As the Games return to their birthplace in August, the ghost of Evangelis Zappas is stirring and it threatens to explode the myth that the Olympic revival was the brainchild of the French Baron Pierre de Coubertin.
Historians argue that long overdue credit should be given to Zappas and to a British doctor, William Penny Brookes.
Before De Coubertin was born, the lavishly wealthy Zappas had funded and organized a series of Olympic Games in Athens that historians say the Frenchman later went to pains to conceal.
According to Konstantinos Georgiadis in his new book "Olympic Revival," the baron who founded the International Olympic Committee (IOC) was a latecomer to the idea of reviving the ancient Greek spectacle who then omitted the two men whose ideas he had borrowed from the histories he produced.
"Until recently everything we'd read about the history of the Olympics was written by De Coubertin himself and in most of the 12,000 pages he identified himself as the sole architect," Georgiadis told reporters.

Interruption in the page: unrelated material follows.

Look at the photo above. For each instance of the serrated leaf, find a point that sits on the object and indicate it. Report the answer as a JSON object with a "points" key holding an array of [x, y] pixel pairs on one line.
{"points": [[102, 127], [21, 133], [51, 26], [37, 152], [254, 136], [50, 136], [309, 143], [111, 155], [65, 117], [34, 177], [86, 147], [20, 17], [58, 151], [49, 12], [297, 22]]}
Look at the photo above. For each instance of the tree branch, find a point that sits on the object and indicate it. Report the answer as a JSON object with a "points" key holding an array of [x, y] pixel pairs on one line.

Today, the IOC acknowledge only the baron as the architect of the Olympic movement and they credit him with the creation of the first official modern Olympics in Athens in 1896.

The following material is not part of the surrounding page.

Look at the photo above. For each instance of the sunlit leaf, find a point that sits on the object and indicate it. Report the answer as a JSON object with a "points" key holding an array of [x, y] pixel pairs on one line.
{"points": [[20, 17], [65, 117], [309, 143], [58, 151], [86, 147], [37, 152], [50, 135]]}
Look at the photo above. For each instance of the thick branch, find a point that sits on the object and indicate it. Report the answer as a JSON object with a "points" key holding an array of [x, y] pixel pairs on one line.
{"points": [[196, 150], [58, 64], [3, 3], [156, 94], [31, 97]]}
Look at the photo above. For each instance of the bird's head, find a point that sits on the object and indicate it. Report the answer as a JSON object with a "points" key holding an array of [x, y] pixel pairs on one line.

But after years of trawling through archives, Georgiadis discovered that Zappas and Brookes had organized national Olympics in their own countries four decades earlier and had lobbied the Greek government to host an international Games.
Freedom fighter
Zappas, born in Albania to Greek Orthodox parents, enjoyed a col-orful career as a freedom fighter in the Greek War of Independ-ence against the Ottoman Turks in the 1820s before going on to make a fortune in the distillery business in Romania.
Keen to use his wealth to put the new Greek state on the map, he answered a call from the Athenian poet Panayiotis Soutsos to revive the ancient sporting festival.
With Zappas footing the bill, the first modern Olympics were staged in the Greek capital in 1859 featuring familiar events such as the 200m sprint alongside less orthodox sports such as "bladdering" in which athletes leapt six times over a wine skin.
Zappas died six years later and bequeathed his entire fortune to the Olympia committee whose job it was to stage Olympics every four years, build a grand exhibition hall and rebuild the ruined ancient Panathenean Stadium.
Zappas left instructions that his corpse should be divided between the three countries he loved best. Initially he was buried in Romania but on completion of the Athens exhibition hall, christened the Zappeion, the body was dug up.
The corpse was decapitated and the head entombed in the Zappeion while the remainder was sent to the village where he was born in Albania.
Georgiadis' claims are endorsed by US academic David Young whose 1996 book Olympics: the struggle for revival highlighted the contribution of Britain's Brookes.
"I fear that Coubertin's vanity caused him to seek all the credit and actively cover up the contributions of others, denying that the Zappas Games happened and omit-ting Brookes' name from his Mem-oires Olympiques," said Young.
Born in the small town of Much Wenlock, in Shropshire, Brookes was a keen classicist who organized a series of Games he described as "Olympic."
What began as a local athletics festival grew to become the British Olympic Games in 1887. The first event open to women was knitting.
Prize money
Brookes learnt of the Olympiads in Athens and wrote to Zappas. The pair exchanged money that was used as prizes in their respective Games.
It was Brookes who in 1881 proposed to the Greek government that the parallel Olympics should be internationalized, according to an article at the time in the Greek newspaper Klio.
In 1890, Coubertin visited the Much Wenlock Games where according to Young he was initiated into the idea of an international Olympics.
Within four years the IOC was formed and the Greek government had agreed to host the first international Games.
"Until then Coubertin was relatively uninterested in classical ideas and Olympic revivalism," writes Georgiadis.
But the Olympic establishment continues to downplay the contribution of Zappas and Brookes. Jean-Loup Chappelet, secretary general of the De Coubertin Foundation, which is staging exhibitions in Athens in August, insists that De Coubertin's legacy is of primary importance.
"[He] is the one who worked hard toward this goal, networking with sports organizations ... founding the IOC in 1894, fighting for circulating the Games across continents, unlike Zappas and Penny Brookes who kept their games at the same place."
Both historians insist they are not interested in diminishing the role of the French baron but that Olympic history needs revision.
"I have no desire to discredit Coubertin but I do think others deserve some credit too," said Young.